Two Dozen Dead in Collapse of Illegal DRC Gold Mine

A group of artisanal miners pose for a photograph on a site in the Kailo territory of the Democratic Republic of the Congo. (Wikimedia Commons)

A group of artisanal miners pose for a photograph on a site in the Kailo territory of the Democratic Republic of the Congo. (Wikimedia Commons)

24 people died in the collapse of an illegal gold mine in the town of Kampene in Maniema Province of the Democratic Republic of Congo (DRC) on October 3. Another 11 workers from the site have been hospitalized following the collapse, and several more have been reported missing.

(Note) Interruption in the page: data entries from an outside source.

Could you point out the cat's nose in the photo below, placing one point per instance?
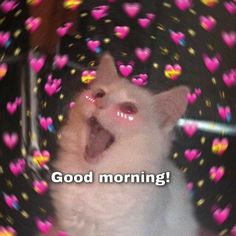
(100, 103)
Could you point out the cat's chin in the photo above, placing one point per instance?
(99, 141)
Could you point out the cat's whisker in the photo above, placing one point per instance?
(131, 118)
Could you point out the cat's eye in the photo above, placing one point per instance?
(99, 93)
(128, 108)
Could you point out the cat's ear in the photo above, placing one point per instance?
(106, 70)
(171, 105)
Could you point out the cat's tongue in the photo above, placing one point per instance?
(99, 139)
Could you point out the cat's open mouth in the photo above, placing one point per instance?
(100, 140)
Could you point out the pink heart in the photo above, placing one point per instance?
(177, 37)
(17, 167)
(45, 122)
(50, 89)
(191, 97)
(132, 9)
(233, 231)
(10, 140)
(221, 215)
(122, 31)
(11, 107)
(229, 38)
(207, 22)
(4, 37)
(211, 64)
(190, 129)
(40, 186)
(63, 30)
(125, 70)
(140, 80)
(61, 233)
(8, 5)
(150, 16)
(93, 45)
(224, 112)
(144, 22)
(230, 78)
(142, 54)
(11, 201)
(38, 153)
(198, 91)
(189, 186)
(230, 7)
(216, 173)
(100, 12)
(60, 60)
(44, 226)
(37, 63)
(32, 23)
(192, 154)
(8, 230)
(52, 86)
(18, 101)
(183, 5)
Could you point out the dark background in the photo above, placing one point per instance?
(164, 51)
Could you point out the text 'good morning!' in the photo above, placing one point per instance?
(160, 179)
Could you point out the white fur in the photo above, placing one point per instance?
(121, 209)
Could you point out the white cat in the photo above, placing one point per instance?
(116, 127)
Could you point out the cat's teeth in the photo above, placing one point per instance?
(131, 118)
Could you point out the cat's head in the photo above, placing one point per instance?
(115, 111)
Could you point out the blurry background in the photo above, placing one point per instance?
(176, 32)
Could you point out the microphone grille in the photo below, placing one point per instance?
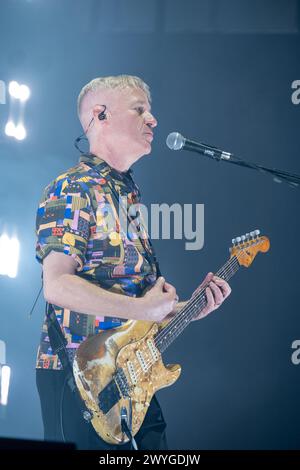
(175, 141)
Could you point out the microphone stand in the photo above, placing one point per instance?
(292, 179)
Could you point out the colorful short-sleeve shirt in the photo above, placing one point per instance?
(83, 213)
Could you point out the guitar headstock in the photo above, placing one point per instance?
(246, 247)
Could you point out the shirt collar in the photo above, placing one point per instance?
(99, 164)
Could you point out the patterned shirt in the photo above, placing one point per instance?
(83, 214)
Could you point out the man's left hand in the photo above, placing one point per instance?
(217, 291)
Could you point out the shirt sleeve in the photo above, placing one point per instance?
(63, 221)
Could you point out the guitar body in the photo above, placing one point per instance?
(118, 371)
(130, 348)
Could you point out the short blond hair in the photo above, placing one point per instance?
(116, 81)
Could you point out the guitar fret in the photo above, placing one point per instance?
(177, 325)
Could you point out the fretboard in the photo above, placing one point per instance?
(193, 307)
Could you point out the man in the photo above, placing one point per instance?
(95, 274)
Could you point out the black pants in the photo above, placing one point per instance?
(50, 384)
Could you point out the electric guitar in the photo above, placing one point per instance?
(118, 371)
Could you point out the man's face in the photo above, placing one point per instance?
(130, 124)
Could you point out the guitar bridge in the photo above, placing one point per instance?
(113, 392)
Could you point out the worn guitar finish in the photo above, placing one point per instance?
(118, 371)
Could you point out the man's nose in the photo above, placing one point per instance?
(150, 119)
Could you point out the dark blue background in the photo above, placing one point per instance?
(219, 71)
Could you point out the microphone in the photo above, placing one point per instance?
(176, 141)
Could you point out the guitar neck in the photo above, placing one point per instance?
(182, 319)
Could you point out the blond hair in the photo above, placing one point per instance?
(117, 81)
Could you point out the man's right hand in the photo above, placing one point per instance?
(159, 301)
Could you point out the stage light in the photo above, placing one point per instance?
(14, 89)
(20, 132)
(24, 92)
(4, 375)
(5, 379)
(9, 255)
(10, 129)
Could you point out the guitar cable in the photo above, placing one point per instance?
(125, 427)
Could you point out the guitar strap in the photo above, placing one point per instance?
(58, 344)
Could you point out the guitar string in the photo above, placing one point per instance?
(189, 310)
(194, 300)
(232, 263)
(226, 269)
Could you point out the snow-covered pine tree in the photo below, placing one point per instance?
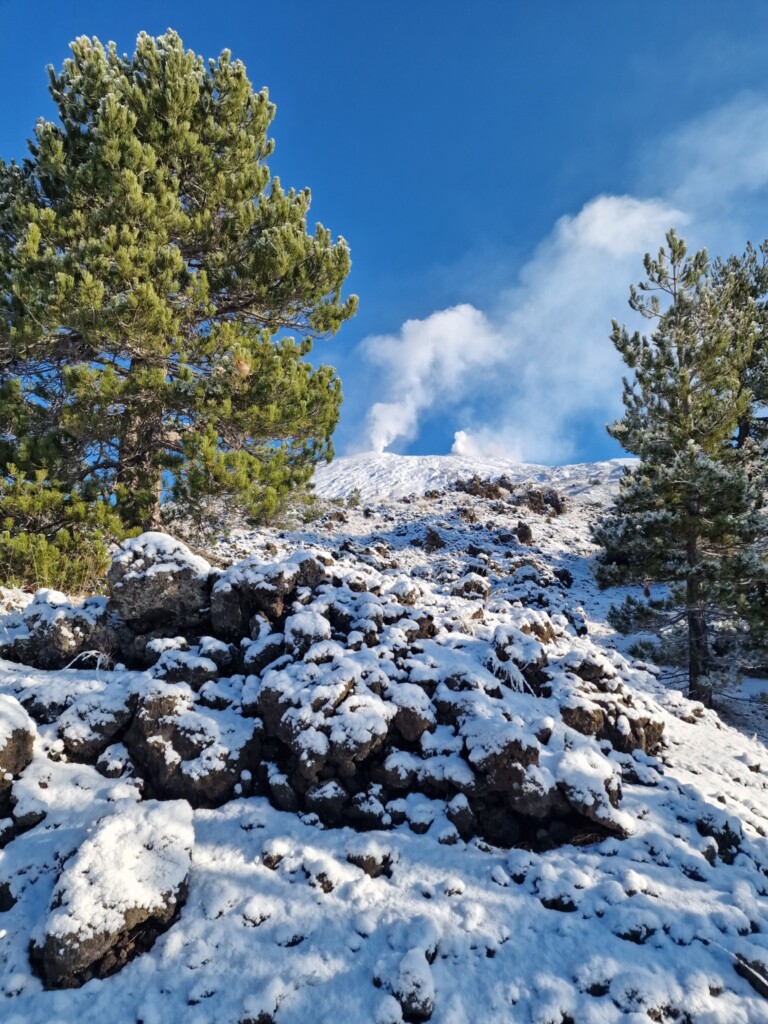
(150, 272)
(690, 515)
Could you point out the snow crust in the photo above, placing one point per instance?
(134, 859)
(283, 921)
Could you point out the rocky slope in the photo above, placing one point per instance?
(388, 767)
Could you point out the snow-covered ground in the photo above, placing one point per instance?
(282, 925)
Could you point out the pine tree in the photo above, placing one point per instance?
(690, 514)
(152, 272)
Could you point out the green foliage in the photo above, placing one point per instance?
(151, 272)
(691, 514)
(49, 539)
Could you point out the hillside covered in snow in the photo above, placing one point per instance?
(390, 766)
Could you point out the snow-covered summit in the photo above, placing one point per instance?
(381, 474)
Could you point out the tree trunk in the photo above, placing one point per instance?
(698, 654)
(139, 474)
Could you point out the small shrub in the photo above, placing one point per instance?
(51, 539)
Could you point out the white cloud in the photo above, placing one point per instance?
(520, 383)
(429, 364)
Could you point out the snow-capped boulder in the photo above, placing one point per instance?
(155, 581)
(185, 751)
(303, 630)
(256, 588)
(94, 721)
(125, 886)
(51, 631)
(16, 739)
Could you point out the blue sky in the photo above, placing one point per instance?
(499, 169)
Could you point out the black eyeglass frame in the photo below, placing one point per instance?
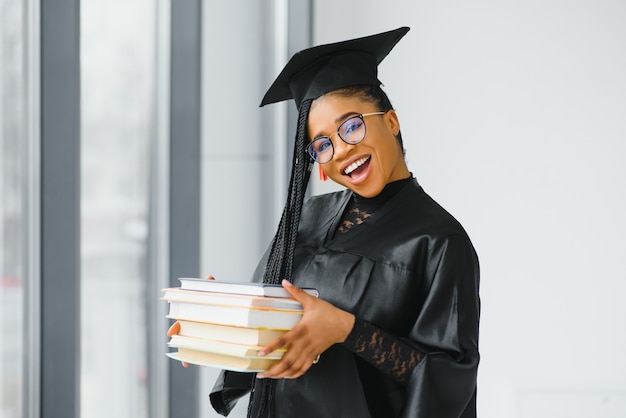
(312, 153)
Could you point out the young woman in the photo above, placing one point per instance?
(394, 332)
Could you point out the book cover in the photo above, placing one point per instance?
(228, 299)
(244, 288)
(220, 347)
(238, 335)
(222, 361)
(234, 315)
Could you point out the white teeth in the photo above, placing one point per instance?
(355, 165)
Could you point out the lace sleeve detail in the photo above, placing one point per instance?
(385, 351)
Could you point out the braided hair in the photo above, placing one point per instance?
(280, 260)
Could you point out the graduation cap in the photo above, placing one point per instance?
(308, 75)
(316, 71)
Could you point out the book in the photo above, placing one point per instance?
(237, 316)
(238, 335)
(243, 288)
(221, 347)
(228, 299)
(222, 361)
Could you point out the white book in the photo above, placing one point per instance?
(243, 288)
(235, 316)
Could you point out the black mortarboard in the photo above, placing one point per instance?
(316, 71)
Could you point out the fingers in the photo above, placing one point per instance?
(174, 329)
(289, 367)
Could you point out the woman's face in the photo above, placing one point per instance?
(378, 158)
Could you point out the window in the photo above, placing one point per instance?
(12, 136)
(117, 106)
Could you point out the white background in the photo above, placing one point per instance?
(514, 118)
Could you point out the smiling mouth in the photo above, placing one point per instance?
(355, 165)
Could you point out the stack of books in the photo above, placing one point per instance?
(224, 324)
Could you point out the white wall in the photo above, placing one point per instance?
(514, 118)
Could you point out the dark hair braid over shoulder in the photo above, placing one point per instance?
(280, 261)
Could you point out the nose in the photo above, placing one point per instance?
(341, 148)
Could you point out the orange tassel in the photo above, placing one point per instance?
(323, 175)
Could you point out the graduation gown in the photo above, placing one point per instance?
(411, 270)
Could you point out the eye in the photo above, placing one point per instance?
(321, 144)
(351, 125)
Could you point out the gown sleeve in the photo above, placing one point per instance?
(443, 383)
(228, 389)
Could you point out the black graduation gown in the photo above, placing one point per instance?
(411, 270)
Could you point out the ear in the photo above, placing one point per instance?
(391, 118)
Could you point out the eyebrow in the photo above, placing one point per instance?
(341, 118)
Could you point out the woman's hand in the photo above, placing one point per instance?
(321, 326)
(175, 328)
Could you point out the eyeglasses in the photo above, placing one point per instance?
(351, 131)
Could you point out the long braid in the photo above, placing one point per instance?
(280, 261)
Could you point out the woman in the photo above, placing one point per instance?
(394, 332)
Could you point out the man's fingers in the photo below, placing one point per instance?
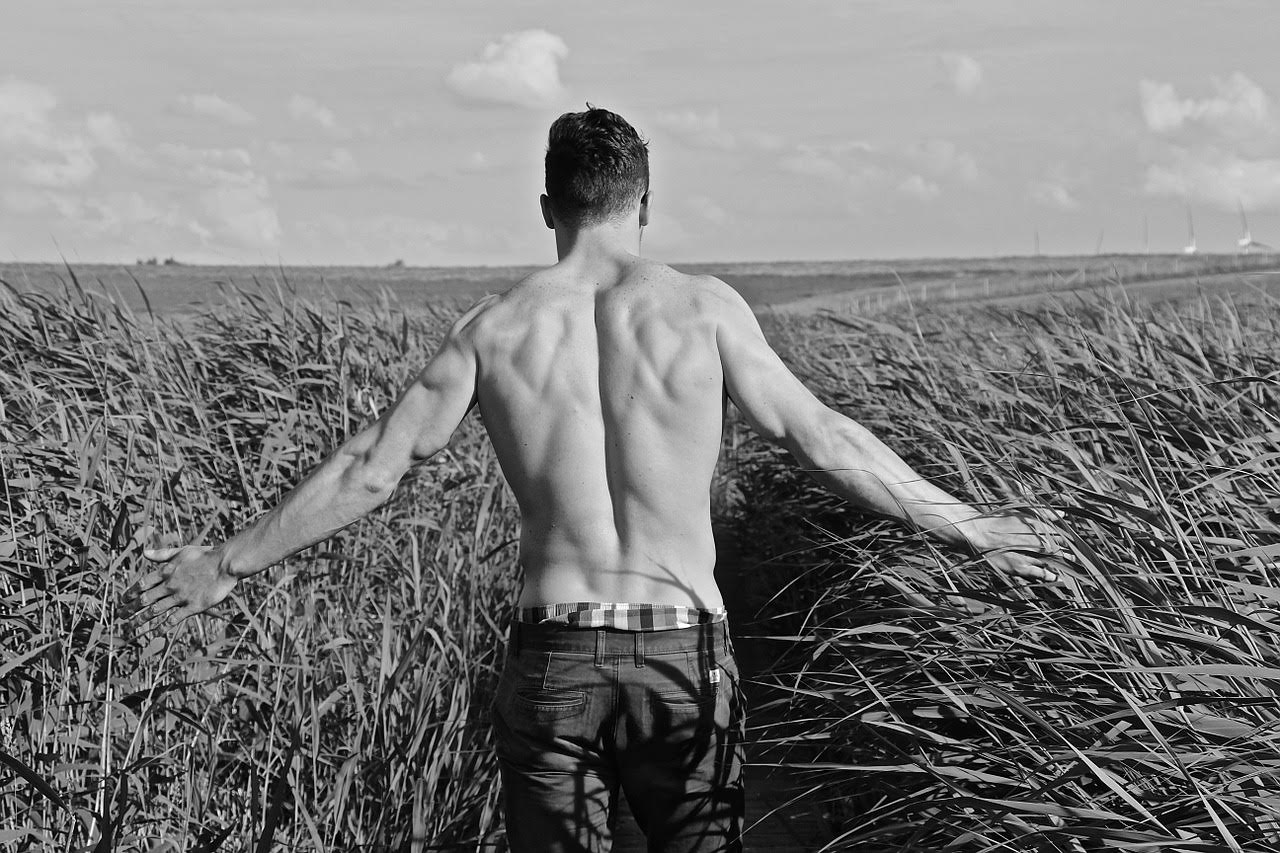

“Dozens of people, including children and pregnant women,” were working at the mine at the time of the collapse, according to Justin Kyanga Asumani, a civil society campaigner in the region. Stephane Kamundala, a regional NGO leader, verified that the dead found in the rubble included women and children. 

Regional authorities had closed the Kampene mine in May 2019 after an advocacy group that specializes in small-scale mining deemed the site “too dangerous” to operate. Following the collapse, Auguy Musafiri, governor of the Maniema province, claimed that the local government had no knowledge that mining activities had illegally continued after the shutdown of the location. 

The Maniema provincial government has pledged to cover medical costs for the wounded and funeral costs for the dead. Meanwhile, state officials including Steve Mbikayi, Minister of Humanitarian Action, are calling for stricter standards as the DRC faces international scrutiny regarding its mining regulations. 

The collapse in Kampene marks the second fatal mining accident this year in the DRC. In June, a landslide killed more than 40 workers at a cobalt mine in the southern region of the country. The mine itself was a legal enterprise owned by Swiss mining corporation Glencore, but authorities attributed the collapse to illegal mining at the perimeter of the site. 

After the Glencore accident in June, the Congolese government responded with military force. The army deployed thousands of troops to remove illegal miners from the Glencore site. However, as evidenced by the Kampene collapse, the threat of military intervention has done little to slow illegal mining in other regions of the country. 

Illegal mining in the DRC is by no means limited to the Kampene and Glencore sites. Amnesty International estimates that “hundreds of thousands of people in the mineral-rich region make a living through informal, unregulated artisanal mining.” Bloomberg reports that in the Katanga Province alone, approximately 200,000 people depend on artisanal mining for their income.